Restaurant Review: Hugo's Bistro, City

Viva
The kingfish on the menu at Hugo's Bistro. Picture / Babiche Martens


Cuisine: Modern bistro
Address: 67 Shortland St, City
Phone: (09) 320 4387
Drinks: Fully licensed
Reservations: Accepted
From the menu: Kingfish $14, capsicum $14, salt fish fritters $13, brisket $24, veal schnitzel $32, pear and gingerbread pudding $15
Rating: 7.5/10

For most of us, the city is a fun place to dip in and out of, but for the lawyers and money men who have to spend 60 hours a week trudging about the CBD, life is immeasurably improved by a good new restaurant particularly one that serves three meals a day.

“First class porridge!” was the early report on Hugo’s from a share-trading friend whose job I don’t fully understand. In fact, I spent 20 minutes staring at his text message thinking it was a stock tip, but it turns out he was just really happy to have somewhere reliable on upper Shortland St for breakfast.

Hugo's definitely gives off the "reliably excellent" vibe, and its prospects were improved further when I found out that it's owned by the people behind Odettes, a huge and beautiful cafe/restaurant in the City Works Depot complex on Nelson St.

Odettes still feels new though it must be three years old at least, and despite the food being a touch cheffy for my tastes in the day time, it must be the single best place in Auckland to meet a client for coffee.

Some days you walk in there around 10am and every one of the 40 or so tables is hosting a business meeting. Is this an advertisement for today’s ultra-flexible work environment, or a sign that nobody’s doing anything in 2017 besides drinking macchiatos and gossiping?

Picture / Babiche Martens
Picture / Babiche Martens

So how good is Hugo’s, the little brother up the road? Good enough to come back again for porridge, definitely, though on my visit slightly off the pace when judged purely as a restaurant.

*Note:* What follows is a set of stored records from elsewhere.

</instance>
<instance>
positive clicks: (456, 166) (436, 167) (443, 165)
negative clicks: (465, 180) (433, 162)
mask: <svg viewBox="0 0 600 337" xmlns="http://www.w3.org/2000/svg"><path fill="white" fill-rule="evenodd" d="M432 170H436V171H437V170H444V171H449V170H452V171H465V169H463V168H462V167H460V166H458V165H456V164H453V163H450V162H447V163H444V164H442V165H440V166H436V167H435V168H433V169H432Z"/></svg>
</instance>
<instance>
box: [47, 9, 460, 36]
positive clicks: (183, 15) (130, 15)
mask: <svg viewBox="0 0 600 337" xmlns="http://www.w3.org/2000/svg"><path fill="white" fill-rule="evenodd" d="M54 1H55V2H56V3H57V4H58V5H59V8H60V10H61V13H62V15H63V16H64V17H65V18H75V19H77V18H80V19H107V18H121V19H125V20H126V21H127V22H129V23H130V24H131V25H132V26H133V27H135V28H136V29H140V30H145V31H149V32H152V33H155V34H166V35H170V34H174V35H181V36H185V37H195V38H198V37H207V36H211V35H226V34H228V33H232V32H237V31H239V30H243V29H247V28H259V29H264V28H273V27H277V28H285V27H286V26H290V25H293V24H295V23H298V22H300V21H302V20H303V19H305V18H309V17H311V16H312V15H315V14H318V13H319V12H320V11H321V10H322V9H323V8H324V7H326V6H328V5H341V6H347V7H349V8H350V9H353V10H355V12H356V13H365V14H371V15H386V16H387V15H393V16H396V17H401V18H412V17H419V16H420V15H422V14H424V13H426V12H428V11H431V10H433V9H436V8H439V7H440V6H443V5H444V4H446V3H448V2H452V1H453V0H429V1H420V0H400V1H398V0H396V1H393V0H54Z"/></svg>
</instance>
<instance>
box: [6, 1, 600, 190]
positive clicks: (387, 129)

We’ll come to the food but first there’s a small problem with the layout long and thin with the tables lined up next to each other along one wall. As well as the person across from you, you can hear at least two other people talking loudly at any given time.

They’re close enough to hear but, sadly, not far enough away to mock. Thus one of the great joys of dining out is removed from the experience when the woman next to me asked the waitress, “Is the gingerbread pudding gluten-free?”

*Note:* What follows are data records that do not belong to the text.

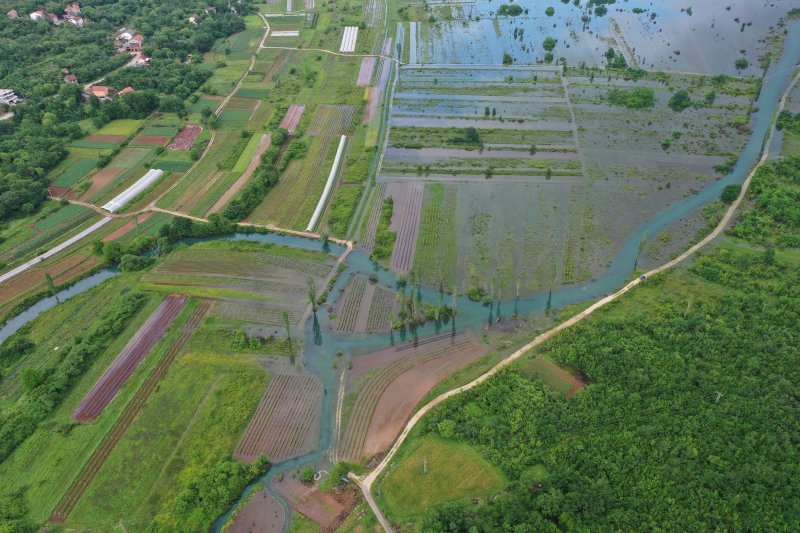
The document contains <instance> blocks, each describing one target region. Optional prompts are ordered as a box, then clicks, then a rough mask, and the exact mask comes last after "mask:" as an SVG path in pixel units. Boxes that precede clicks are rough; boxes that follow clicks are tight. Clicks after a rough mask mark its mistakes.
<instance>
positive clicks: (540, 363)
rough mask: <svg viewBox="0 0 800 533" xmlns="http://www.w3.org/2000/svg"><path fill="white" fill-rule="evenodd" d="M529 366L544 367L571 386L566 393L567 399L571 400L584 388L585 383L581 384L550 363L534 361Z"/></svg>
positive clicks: (547, 362) (563, 369) (549, 361)
mask: <svg viewBox="0 0 800 533" xmlns="http://www.w3.org/2000/svg"><path fill="white" fill-rule="evenodd" d="M531 365H540V366H543V367H546V368H547V369H549V370H550V371H551V372H553V373H555V374H558V375H559V376H560V377H561V379H563V380H564V381H566V382H567V383H569V384H571V385H572V389H571V390H570V391H569V392H568V393H567V398H572V397H573V396H575V393H576V392H578V391H579V390H581V389H582V388H584V387H586V383H584V382H582V381H581V380H579V379H578V378H576V377H575V376H573V375H572V374H570V373H569V372H567V371H566V370H564V369H563V368H560V367H558V366H556V365H554V364H553V363H551V362H550V361H546V360H544V359H536V360H534V361H533V362H532V363H531Z"/></svg>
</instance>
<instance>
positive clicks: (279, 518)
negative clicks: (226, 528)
mask: <svg viewBox="0 0 800 533" xmlns="http://www.w3.org/2000/svg"><path fill="white" fill-rule="evenodd" d="M284 523H286V513H285V512H284V510H283V506H282V505H281V504H280V502H278V500H276V499H275V496H273V495H272V494H270V492H269V491H268V490H267V489H261V490H260V491H258V492H257V493H255V494H253V495H252V496H251V497H250V499H249V500H247V503H246V504H245V506H244V507H242V509H241V510H240V511H239V514H237V515H236V520H235V521H234V522H233V524H232V525H231V527H230V528H229V529H227V531H228V532H229V533H262V532H264V533H280V532H281V531H283V525H284Z"/></svg>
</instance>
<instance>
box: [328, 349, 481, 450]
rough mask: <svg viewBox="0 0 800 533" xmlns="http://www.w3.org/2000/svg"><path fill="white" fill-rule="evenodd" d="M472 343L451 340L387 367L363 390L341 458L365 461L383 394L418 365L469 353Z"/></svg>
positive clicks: (348, 424)
mask: <svg viewBox="0 0 800 533" xmlns="http://www.w3.org/2000/svg"><path fill="white" fill-rule="evenodd" d="M471 344H472V340H471V339H470V338H469V337H461V338H458V339H457V340H456V341H455V342H451V341H450V339H449V338H448V339H446V340H443V341H442V342H436V343H432V344H429V345H427V346H425V348H423V350H422V351H421V352H418V353H415V354H411V355H407V356H404V357H401V358H399V359H396V360H395V361H392V362H391V363H389V364H388V365H386V366H385V367H383V368H382V369H381V370H380V371H379V372H378V373H377V374H375V376H374V377H373V378H372V379H371V380H370V381H369V382H368V383H367V384H366V385H365V386H364V387H363V388H362V389H361V390H360V391H359V393H358V396H357V397H356V401H355V403H354V404H353V407H352V409H351V411H350V416H349V418H348V420H347V426H346V428H345V431H344V433H343V434H342V438H341V442H340V444H339V454H340V455H341V457H342V458H343V459H346V460H350V461H355V462H360V461H361V450H363V449H364V441H365V439H366V437H367V432H368V430H369V426H370V423H371V420H372V414H373V413H374V411H375V406H376V405H377V404H378V400H380V397H381V395H382V394H383V392H384V391H385V390H386V388H387V387H388V386H389V385H390V384H391V383H392V382H393V381H394V380H396V379H397V378H398V377H399V376H400V375H402V374H403V373H405V372H407V371H408V370H411V369H412V368H414V367H415V366H418V365H422V364H424V363H427V362H428V361H432V360H433V359H436V358H438V357H441V356H444V355H448V354H451V353H454V352H456V353H457V352H461V351H465V350H467V349H468V347H469V346H470V345H471Z"/></svg>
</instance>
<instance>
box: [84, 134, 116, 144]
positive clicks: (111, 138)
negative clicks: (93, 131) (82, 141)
mask: <svg viewBox="0 0 800 533" xmlns="http://www.w3.org/2000/svg"><path fill="white" fill-rule="evenodd" d="M85 140H86V141H89V142H107V143H121V142H123V141H124V140H125V136H124V135H90V136H89V137H86V139H85Z"/></svg>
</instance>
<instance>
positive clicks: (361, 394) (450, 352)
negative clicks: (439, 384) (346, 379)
mask: <svg viewBox="0 0 800 533" xmlns="http://www.w3.org/2000/svg"><path fill="white" fill-rule="evenodd" d="M486 351H487V348H486V347H485V346H481V345H480V344H479V343H478V342H477V341H475V339H474V338H473V337H472V336H471V335H462V334H456V335H455V336H453V335H451V334H446V335H440V336H438V337H433V338H431V339H426V340H423V341H420V342H418V343H416V344H413V343H412V344H406V345H402V346H398V347H394V348H387V349H385V350H381V351H378V352H374V353H371V354H367V355H363V356H358V358H357V359H356V360H357V361H358V362H356V360H354V363H353V373H352V374H351V377H350V379H351V380H352V379H353V378H355V377H357V376H358V375H363V373H364V372H366V371H368V370H372V369H375V368H380V370H379V371H378V372H377V373H376V374H375V375H374V376H373V377H372V378H371V379H370V380H369V382H368V383H367V384H366V385H364V387H362V388H361V390H360V391H359V392H358V395H357V396H356V400H355V403H354V404H353V407H352V409H351V411H350V415H349V417H348V420H347V425H346V426H345V430H344V432H343V433H342V435H341V439H340V441H339V445H338V449H339V456H340V457H341V458H342V459H344V460H347V461H354V462H360V461H361V460H362V459H365V458H366V457H365V456H366V452H367V451H369V452H370V453H374V452H375V450H376V449H377V447H380V446H383V445H384V444H385V443H386V442H387V441H388V443H389V444H391V442H392V440H393V438H390V437H391V434H392V432H393V431H394V430H395V429H396V430H397V431H398V432H399V430H400V429H401V428H402V425H403V424H404V423H405V420H406V419H407V418H408V416H410V414H411V411H409V408H408V405H409V404H411V410H413V407H415V406H416V404H417V403H418V402H419V401H420V400H422V398H423V397H424V396H425V394H427V392H428V391H429V390H431V389H432V388H433V387H434V386H435V385H436V383H438V382H439V381H440V380H441V379H443V377H444V375H446V374H444V375H442V369H446V371H447V372H451V371H453V362H454V361H458V362H459V363H461V362H463V364H467V363H468V362H470V361H472V360H474V359H476V358H477V357H479V356H480V355H482V354H483V353H486ZM454 357H455V358H454ZM437 360H438V362H439V363H441V364H431V365H430V366H427V363H431V362H433V361H437ZM418 366H421V367H422V366H424V368H425V369H426V371H425V372H424V374H423V376H420V375H418V374H415V376H416V378H415V379H418V380H419V382H420V383H419V384H418V385H415V386H414V389H413V391H414V392H413V394H412V396H410V397H408V398H406V397H405V395H404V393H401V394H400V395H399V396H398V395H397V394H395V393H391V394H384V393H385V392H386V391H387V390H388V389H389V387H390V386H391V385H392V383H393V382H395V380H397V379H400V378H401V376H403V375H404V374H405V373H407V372H409V371H411V370H413V369H414V368H415V367H418ZM458 366H462V364H459V365H458ZM424 376H427V377H424ZM403 383H405V384H406V385H408V383H409V380H408V378H406V379H405V380H404V381H403ZM392 390H395V389H392ZM379 406H380V409H378V408H379ZM395 406H399V407H401V408H402V409H401V410H399V411H397V412H396V413H395V412H394V407H395ZM379 412H380V413H381V414H380V416H381V417H384V418H386V420H384V421H379V420H377V413H379ZM373 417H375V418H373ZM373 419H374V422H373ZM383 426H387V427H383ZM368 434H369V435H370V437H371V438H372V439H373V441H374V443H372V442H368V441H367V437H368Z"/></svg>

I daredn’t even roll my eyes, and was forced to wait until the Uber ride home before observing, drily, “Well there’s a bit of a clue in the name of the dish”.

The wine list is good though the beer list isn’t, which seems unbelievable given the number of overpaid IPA bores working in the immediate vicinity. I got a good Sawmill Pilsner on tap but everything else was generic corporate “craft” beer, the sort of thing you’d buy at Thames Pak’nSave when Waikato Draught was your only other option.

The menu choices are mostly tasty twists on standards, a selection of small plates for sharing and then some bigger dishes which act as mains.

One favourite from those tapas was the capsicum, grilled, peeled and stripped then served with goat’s cheese and smashed almonds with beautiful ingredients like that, simple is good. A kingfish “pancetta” had a bit more to it the fish salted and rolled like its porky Italian namesake then topped with tiny diced grapefruit.

The brisket at Hugo's Bistro. Picture / Babiche Martens
The brisket at Hugo's Bistro. Picture / Babiche Martens

A lot of work goes into the food even a simple croquette involves hours of salting a bluenose fillet, rinsing it in milk, simmering it with potatoes then passing it through a mouli, cooling it, crumbing and deep-frying it.

But complexity should always be in pursuit of flavour and, at least on the night I visited, the fish was a little absent on the palate, a saffron aioli adding a nice colour but little taste.

I had a nice brisket dish, brined and smoked then sliced thin and fried. I couldn’t pick the Dijon mentioned on the menu but the creamed spinach on top worked all right, I just wish they’d served it with something more exciting than quartered tomatoes and halved gherkins.

It seemed so primitive given all the prep that went into the rest of it. A veal schnitzel was good, the usual crumb almost a bubbly batter and the pale meat contrasted with dark mushrooms and a deep jus. It could have used a little more oomph but the parmesan set it off nicely, and if it had an egg on top like they do at The Engine Room I would have been really happy.

So I reckon I was probably unlucky to be underwhelmed. The service was unimpeachable and perhaps I would have left much happier if I’d ordered differently and hadn’t had to sit through someone else’s Tinder date.

That gingerbread pudding, by the way, is the best thing I ate all night. I recommend my gluten-free neighbour return for it in the future should her condition ever improve.